Wie problematisch Prognosen, wie etwa die der Prognos AG sind, zeigen Aussagen zum Akademikerbedarf. 2015 wurde ein Fehlbedarf von 500.000 bis 2020 festgestellt. Bis 2030 sieht Prognos einen Mangel an Ingenieuren, Forschern, Managern, Ärzten, Journalisten und Kreativberufen.
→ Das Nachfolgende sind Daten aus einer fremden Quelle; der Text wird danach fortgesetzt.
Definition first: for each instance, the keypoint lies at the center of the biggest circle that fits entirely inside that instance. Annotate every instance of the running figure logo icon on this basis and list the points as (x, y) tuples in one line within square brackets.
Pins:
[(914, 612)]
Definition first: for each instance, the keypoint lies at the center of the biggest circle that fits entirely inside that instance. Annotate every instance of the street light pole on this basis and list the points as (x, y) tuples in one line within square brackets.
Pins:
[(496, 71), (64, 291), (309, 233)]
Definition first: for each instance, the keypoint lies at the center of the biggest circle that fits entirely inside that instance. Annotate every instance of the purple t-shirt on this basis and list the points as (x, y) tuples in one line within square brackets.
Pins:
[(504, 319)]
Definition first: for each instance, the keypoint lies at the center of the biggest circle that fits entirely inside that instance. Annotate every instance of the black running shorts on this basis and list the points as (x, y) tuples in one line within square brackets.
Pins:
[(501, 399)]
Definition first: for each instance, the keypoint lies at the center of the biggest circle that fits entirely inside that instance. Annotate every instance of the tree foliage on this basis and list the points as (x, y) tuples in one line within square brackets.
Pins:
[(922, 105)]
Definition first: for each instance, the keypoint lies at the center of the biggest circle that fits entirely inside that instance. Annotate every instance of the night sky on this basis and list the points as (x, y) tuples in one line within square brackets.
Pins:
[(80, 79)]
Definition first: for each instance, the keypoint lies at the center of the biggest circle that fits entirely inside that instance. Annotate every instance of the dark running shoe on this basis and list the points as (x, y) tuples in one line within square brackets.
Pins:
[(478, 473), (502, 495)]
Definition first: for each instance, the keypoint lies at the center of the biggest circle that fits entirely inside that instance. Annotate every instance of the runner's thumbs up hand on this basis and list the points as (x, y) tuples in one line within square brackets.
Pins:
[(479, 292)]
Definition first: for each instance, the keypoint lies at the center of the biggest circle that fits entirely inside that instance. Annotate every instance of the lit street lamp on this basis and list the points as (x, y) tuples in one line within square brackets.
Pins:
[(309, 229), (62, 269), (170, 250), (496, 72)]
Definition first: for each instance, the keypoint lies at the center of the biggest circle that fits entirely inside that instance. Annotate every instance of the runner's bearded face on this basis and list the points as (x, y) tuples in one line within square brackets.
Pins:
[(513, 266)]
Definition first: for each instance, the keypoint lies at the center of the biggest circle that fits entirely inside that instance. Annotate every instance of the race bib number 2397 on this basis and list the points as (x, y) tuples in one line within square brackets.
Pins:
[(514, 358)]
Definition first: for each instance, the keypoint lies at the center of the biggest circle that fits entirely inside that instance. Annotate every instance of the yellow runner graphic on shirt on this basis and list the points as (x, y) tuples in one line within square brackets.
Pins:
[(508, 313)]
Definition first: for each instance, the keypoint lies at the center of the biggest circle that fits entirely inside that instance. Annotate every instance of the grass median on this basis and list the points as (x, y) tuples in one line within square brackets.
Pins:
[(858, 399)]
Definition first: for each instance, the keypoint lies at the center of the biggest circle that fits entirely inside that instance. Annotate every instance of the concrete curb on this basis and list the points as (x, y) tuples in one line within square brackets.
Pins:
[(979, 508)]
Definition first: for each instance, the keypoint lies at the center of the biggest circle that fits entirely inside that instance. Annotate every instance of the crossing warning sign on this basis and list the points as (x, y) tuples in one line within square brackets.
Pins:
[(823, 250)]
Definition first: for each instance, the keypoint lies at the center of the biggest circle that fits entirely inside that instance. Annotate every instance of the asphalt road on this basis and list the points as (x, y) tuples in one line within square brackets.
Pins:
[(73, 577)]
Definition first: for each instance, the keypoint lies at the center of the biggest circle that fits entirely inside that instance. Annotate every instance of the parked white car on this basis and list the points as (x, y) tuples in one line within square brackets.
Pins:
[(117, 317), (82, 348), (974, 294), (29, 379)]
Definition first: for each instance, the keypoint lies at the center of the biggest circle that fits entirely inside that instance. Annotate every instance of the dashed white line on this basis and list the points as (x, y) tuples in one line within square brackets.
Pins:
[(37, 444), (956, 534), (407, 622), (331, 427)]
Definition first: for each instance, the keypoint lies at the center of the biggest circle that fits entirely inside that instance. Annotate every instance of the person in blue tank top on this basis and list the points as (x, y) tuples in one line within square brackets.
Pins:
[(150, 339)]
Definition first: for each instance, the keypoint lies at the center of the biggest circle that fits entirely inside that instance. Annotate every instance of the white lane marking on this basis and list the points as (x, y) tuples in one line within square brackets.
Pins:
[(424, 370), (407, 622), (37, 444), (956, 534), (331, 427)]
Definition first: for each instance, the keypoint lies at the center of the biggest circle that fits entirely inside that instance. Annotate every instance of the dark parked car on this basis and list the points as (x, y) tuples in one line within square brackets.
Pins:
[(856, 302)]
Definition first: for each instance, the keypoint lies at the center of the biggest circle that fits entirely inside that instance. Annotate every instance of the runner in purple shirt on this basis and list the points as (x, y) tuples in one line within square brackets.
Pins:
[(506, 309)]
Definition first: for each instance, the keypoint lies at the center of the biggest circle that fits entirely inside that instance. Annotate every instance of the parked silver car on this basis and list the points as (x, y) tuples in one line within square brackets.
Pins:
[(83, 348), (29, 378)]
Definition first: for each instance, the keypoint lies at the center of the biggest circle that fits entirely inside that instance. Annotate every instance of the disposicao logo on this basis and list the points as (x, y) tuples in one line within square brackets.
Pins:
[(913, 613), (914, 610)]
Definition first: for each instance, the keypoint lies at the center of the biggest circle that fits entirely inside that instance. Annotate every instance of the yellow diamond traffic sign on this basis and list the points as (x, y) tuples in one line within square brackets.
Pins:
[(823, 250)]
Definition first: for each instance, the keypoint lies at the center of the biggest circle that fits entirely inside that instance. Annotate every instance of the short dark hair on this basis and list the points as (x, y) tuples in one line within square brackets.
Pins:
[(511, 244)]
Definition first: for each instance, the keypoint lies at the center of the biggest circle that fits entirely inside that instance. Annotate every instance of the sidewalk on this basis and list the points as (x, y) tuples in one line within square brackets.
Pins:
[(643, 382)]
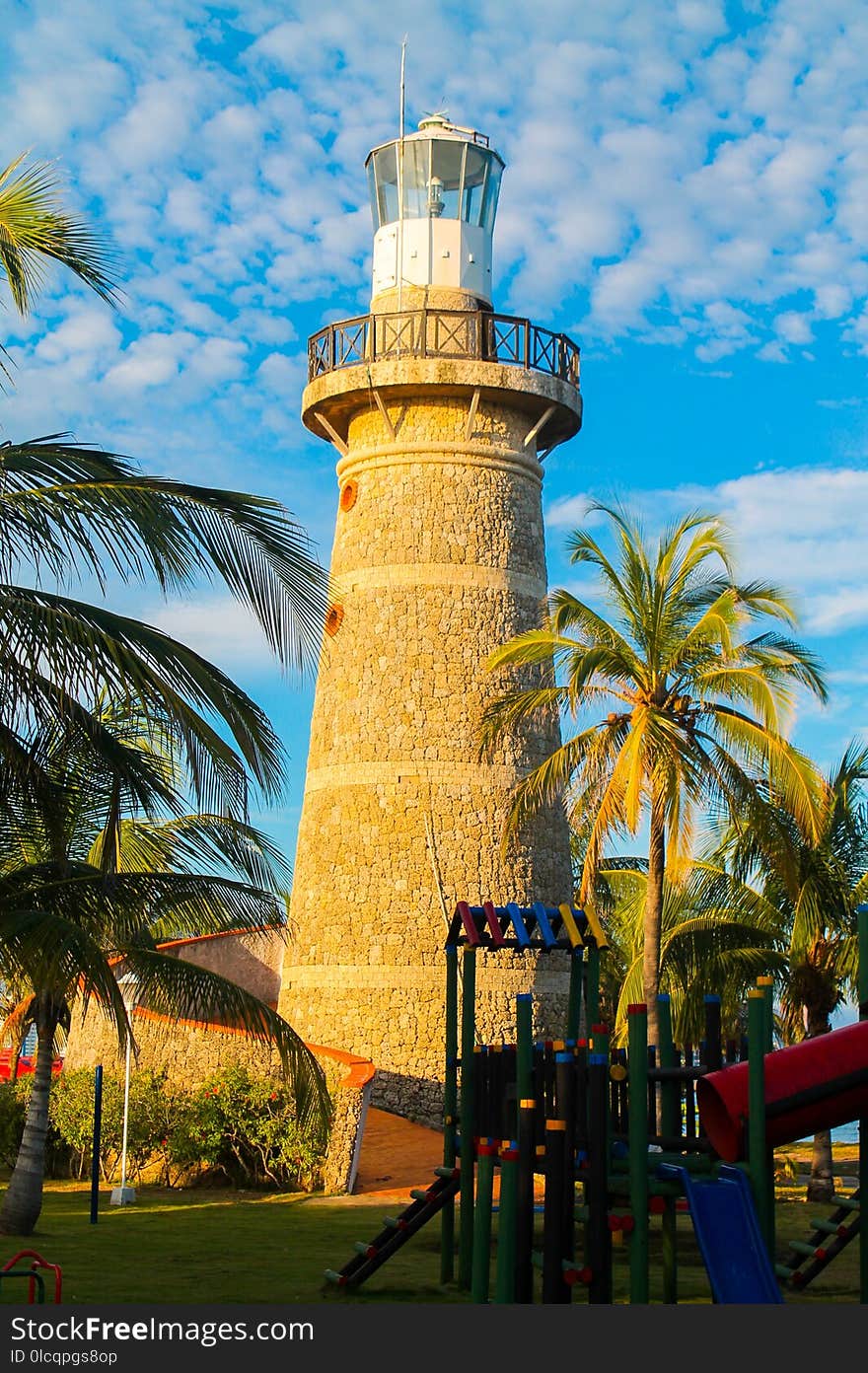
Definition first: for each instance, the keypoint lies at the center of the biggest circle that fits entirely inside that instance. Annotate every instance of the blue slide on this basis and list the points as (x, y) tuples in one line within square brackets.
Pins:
[(728, 1235)]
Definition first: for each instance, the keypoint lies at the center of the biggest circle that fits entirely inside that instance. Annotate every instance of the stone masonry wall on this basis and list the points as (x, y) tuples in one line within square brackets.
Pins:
[(438, 557)]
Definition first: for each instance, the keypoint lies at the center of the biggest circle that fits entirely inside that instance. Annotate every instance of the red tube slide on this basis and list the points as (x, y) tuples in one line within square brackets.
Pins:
[(809, 1086)]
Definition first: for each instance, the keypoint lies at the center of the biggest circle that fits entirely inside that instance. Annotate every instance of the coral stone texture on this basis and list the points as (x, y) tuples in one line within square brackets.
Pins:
[(438, 557)]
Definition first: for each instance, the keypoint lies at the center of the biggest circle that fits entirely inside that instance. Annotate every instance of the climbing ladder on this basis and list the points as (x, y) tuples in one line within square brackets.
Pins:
[(424, 1204), (808, 1258)]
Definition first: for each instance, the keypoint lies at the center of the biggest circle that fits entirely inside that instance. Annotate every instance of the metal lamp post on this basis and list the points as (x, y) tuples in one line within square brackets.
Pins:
[(124, 1194)]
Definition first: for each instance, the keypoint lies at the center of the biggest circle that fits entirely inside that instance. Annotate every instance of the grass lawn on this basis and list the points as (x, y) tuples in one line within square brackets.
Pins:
[(219, 1246)]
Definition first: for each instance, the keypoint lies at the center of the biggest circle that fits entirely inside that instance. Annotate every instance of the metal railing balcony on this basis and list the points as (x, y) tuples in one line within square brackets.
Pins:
[(451, 333)]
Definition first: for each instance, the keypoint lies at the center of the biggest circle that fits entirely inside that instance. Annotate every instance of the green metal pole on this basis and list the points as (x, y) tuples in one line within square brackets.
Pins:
[(592, 991), (768, 987), (574, 1004), (482, 1222), (861, 924), (468, 1118), (451, 1097), (507, 1212), (757, 1152), (637, 1121), (671, 1124), (524, 1049)]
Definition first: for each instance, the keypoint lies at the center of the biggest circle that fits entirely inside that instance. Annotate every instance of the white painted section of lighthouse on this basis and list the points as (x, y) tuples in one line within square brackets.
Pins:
[(434, 199)]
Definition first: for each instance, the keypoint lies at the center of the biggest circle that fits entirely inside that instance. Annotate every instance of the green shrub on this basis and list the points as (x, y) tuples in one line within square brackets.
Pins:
[(245, 1130), (14, 1097), (234, 1127), (72, 1116)]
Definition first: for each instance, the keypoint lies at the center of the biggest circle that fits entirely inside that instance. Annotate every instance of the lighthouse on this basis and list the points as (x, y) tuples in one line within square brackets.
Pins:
[(440, 410)]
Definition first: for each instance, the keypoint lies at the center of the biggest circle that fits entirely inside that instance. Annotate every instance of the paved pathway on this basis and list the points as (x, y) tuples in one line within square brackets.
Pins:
[(396, 1155)]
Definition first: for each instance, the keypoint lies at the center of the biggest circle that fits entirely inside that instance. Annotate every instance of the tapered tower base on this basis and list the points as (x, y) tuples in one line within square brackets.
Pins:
[(438, 559)]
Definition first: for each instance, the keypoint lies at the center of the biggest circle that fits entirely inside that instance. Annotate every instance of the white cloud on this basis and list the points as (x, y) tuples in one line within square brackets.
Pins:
[(219, 627), (793, 528)]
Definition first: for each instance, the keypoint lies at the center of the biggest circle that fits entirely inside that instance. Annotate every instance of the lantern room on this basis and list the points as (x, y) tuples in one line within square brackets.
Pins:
[(434, 198)]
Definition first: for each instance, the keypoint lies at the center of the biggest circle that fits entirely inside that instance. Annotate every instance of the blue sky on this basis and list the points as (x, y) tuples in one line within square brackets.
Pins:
[(686, 195)]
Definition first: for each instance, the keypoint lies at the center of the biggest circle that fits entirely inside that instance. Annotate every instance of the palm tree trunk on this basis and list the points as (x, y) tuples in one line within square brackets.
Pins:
[(24, 1196), (822, 1183), (654, 918)]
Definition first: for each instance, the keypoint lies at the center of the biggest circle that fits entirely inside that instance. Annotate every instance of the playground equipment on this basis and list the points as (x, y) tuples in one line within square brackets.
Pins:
[(621, 1137), (32, 1275)]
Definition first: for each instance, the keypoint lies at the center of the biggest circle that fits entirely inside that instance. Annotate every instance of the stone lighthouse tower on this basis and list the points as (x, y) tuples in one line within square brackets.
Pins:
[(440, 410)]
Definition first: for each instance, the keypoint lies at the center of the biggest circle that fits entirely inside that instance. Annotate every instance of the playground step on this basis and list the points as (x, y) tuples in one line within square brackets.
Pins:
[(846, 1203), (807, 1261), (827, 1226), (398, 1230)]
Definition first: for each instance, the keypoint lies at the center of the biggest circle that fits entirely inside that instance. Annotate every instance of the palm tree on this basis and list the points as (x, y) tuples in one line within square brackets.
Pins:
[(703, 950), (811, 885), (67, 510), (70, 511), (35, 228), (84, 901), (686, 713)]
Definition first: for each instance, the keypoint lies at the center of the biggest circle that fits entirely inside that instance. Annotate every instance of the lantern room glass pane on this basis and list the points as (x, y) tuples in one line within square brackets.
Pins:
[(416, 160), (492, 191), (441, 178), (475, 167), (385, 189), (445, 184)]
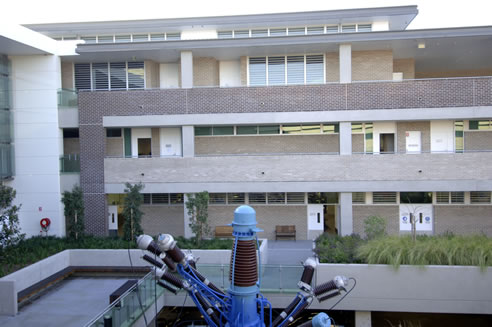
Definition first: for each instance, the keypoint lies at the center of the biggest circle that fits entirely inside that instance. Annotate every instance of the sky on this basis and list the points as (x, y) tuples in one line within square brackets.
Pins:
[(432, 13)]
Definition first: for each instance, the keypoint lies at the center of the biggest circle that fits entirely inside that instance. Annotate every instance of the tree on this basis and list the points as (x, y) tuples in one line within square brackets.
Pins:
[(74, 212), (10, 232), (131, 211), (197, 205)]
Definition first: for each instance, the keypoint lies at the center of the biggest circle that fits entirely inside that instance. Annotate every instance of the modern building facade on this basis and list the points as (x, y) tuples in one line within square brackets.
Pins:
[(316, 119)]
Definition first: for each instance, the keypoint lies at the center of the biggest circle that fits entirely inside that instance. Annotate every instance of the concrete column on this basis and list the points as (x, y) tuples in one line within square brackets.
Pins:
[(362, 318), (188, 137), (346, 220), (345, 53), (186, 69), (345, 133)]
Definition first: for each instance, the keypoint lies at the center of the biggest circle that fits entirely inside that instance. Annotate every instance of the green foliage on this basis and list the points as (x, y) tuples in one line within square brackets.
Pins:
[(10, 232), (74, 212), (374, 227), (338, 249), (131, 211), (197, 206), (428, 250)]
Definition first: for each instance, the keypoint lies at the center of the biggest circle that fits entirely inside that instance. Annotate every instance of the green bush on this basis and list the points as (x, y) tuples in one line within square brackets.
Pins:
[(338, 249)]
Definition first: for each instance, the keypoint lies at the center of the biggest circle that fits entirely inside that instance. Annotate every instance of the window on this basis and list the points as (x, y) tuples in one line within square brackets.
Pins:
[(384, 197), (113, 132), (359, 197), (480, 197), (257, 198)]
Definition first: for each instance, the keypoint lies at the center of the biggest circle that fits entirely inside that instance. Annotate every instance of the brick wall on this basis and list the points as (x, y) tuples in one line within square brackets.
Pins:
[(163, 219), (390, 213), (480, 140), (372, 65), (405, 66), (67, 75), (463, 219), (268, 216), (266, 144), (205, 72)]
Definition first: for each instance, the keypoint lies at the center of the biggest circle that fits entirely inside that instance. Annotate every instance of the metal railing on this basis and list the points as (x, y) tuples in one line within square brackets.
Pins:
[(70, 163)]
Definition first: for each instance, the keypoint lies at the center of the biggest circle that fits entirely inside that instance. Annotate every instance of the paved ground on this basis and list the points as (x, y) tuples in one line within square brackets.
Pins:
[(73, 302)]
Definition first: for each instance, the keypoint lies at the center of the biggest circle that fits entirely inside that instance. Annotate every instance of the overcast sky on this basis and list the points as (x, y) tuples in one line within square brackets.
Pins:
[(432, 13)]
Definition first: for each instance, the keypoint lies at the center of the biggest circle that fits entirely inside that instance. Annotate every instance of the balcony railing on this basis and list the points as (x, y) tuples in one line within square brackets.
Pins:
[(67, 98), (70, 163)]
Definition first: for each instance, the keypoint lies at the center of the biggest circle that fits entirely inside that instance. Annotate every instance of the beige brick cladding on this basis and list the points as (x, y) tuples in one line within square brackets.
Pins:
[(266, 144), (163, 219), (152, 75), (268, 216), (390, 213), (332, 67), (372, 65), (463, 219), (114, 147), (205, 72), (405, 66), (67, 75), (423, 127), (478, 140)]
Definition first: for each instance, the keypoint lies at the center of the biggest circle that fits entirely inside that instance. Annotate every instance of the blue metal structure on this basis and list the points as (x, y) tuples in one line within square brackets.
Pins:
[(243, 305)]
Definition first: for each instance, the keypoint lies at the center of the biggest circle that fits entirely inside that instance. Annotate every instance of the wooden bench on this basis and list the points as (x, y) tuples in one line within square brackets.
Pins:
[(223, 231), (285, 231)]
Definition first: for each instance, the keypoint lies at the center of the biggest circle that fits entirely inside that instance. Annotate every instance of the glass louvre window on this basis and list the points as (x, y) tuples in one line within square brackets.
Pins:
[(157, 37), (176, 198), (160, 198), (235, 198), (480, 197), (276, 70), (269, 129), (278, 31), (457, 197), (315, 69), (359, 197), (297, 30), (295, 198), (223, 130), (136, 75), (118, 75), (384, 197), (257, 198), (100, 78), (241, 33), (257, 71), (259, 33), (348, 28), (246, 130), (224, 34), (82, 76), (295, 70), (276, 198), (122, 38), (217, 198), (203, 130)]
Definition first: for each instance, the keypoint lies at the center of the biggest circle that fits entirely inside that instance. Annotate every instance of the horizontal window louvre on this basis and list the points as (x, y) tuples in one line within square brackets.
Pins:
[(295, 197), (480, 197), (82, 76), (359, 197), (217, 198), (235, 198), (276, 70), (257, 198), (276, 198), (384, 197), (160, 198), (257, 71)]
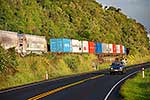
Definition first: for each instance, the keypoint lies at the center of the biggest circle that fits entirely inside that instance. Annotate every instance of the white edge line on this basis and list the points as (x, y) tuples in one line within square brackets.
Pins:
[(118, 83)]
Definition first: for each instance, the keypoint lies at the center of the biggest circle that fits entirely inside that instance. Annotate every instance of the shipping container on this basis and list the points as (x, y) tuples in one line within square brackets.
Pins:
[(110, 48), (8, 39), (91, 47), (67, 45), (85, 47), (76, 46), (98, 47), (117, 48), (105, 48), (124, 50), (53, 45), (121, 49), (114, 48), (60, 45)]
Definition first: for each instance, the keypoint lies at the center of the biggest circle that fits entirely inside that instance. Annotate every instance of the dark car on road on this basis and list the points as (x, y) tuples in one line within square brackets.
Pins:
[(117, 67)]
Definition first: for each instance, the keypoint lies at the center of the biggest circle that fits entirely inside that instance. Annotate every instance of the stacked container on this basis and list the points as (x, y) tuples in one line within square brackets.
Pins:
[(104, 48), (76, 46), (121, 49), (114, 49), (124, 50), (110, 48), (117, 48), (60, 45), (85, 47), (98, 48), (91, 47)]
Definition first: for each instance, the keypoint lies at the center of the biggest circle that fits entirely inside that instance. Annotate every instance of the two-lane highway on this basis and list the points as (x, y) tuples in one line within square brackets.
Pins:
[(91, 86)]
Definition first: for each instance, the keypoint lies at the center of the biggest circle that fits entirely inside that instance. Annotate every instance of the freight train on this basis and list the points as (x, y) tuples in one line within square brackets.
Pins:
[(25, 44)]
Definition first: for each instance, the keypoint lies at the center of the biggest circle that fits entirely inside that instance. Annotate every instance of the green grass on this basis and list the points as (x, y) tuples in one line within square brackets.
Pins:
[(33, 68), (137, 88)]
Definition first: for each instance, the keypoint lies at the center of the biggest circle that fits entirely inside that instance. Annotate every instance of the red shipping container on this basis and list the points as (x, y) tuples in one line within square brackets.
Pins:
[(121, 49), (114, 48), (91, 47)]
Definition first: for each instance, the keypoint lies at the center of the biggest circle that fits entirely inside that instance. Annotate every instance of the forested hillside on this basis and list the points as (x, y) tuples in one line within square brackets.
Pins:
[(78, 19)]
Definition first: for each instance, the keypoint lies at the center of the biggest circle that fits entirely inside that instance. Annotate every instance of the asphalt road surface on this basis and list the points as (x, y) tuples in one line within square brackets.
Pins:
[(90, 86)]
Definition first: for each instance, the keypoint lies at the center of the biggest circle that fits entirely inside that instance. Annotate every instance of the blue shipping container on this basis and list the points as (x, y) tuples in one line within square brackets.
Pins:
[(98, 47), (60, 45), (66, 45)]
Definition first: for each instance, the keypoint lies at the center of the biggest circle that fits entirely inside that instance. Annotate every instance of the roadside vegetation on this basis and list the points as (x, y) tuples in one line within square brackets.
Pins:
[(77, 19), (137, 88)]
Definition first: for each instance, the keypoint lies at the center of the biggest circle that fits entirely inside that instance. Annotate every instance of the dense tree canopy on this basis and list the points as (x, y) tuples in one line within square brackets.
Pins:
[(79, 19)]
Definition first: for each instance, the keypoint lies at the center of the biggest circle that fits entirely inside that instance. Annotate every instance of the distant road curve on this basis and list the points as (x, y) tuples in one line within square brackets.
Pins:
[(90, 86)]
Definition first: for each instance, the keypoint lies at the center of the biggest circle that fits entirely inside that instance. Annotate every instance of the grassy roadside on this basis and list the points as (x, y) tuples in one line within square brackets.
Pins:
[(137, 88), (33, 68)]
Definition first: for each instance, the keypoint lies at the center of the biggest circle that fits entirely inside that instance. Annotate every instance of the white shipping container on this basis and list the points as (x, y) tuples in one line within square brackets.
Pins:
[(105, 48), (123, 49), (110, 48), (85, 47), (8, 39), (36, 43), (117, 48), (76, 46)]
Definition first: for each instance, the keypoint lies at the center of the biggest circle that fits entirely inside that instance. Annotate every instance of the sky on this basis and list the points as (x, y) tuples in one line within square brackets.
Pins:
[(136, 9)]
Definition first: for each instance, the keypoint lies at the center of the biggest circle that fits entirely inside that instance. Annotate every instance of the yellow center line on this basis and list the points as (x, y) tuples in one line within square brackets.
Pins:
[(62, 88)]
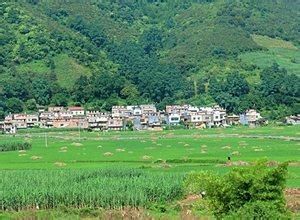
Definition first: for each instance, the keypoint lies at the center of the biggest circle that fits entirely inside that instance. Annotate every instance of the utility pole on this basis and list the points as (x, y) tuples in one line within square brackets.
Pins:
[(46, 139), (79, 130)]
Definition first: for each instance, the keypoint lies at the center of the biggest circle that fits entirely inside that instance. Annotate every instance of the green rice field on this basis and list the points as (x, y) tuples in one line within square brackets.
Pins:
[(83, 169)]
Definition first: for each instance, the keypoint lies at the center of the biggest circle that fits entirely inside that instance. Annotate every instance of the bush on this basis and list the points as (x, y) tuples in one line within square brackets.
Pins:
[(14, 146), (258, 210), (242, 188)]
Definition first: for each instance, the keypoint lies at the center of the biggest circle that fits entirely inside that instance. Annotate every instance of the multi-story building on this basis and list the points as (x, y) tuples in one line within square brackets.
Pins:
[(251, 118)]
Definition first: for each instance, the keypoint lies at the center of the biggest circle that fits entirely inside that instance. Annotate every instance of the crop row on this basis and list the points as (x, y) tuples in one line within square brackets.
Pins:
[(107, 188)]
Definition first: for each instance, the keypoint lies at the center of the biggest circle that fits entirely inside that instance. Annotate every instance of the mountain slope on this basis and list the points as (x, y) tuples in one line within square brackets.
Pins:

Das IAB schreibt: Das Angebot an Akademikern reiche in Zukunft rechnerisch aus, um die Nachfrage zu befriedigen. Noch weiter geht das Frauenhofer-Institut für Angewandte Informationstechnik (FIT), das bis 2020 ein Überangebot an Hochqualifizierten sieht. Die betroffenen Akademiker müssten sich auf Erwerbslosigkeit einstellen oder Tätigkeiten unterhalb ihrer Qualifikation nachgehen. Zum Trost von Akademikern sei mit einem Karl Valentin zugeschriebenen Zitat gesagt: „Prognosen sind schwierig, besonders, wenn sie die Zukunft betreffen.“

Letztendlich entscheidet die kapitalistische Ökonomie mit ihrer Krisenlastigkeit darüber, wie sich der Arbeitsmarkt gestaltet. Wirtschaftskrisen münden zumeist in Beschäftigungskrisen. Die bekannten amerikanischen Autoren Nouriel Roubini und Stephen Mihm schreiben in ihrem Bestseller „Das Ende der Weltwirtschaft und ihre Zukunft“, dass das, was wir 2008 und 2009 erlebten, lediglich ein Vorgeschmack dessen sei, was uns noch bevorsteht.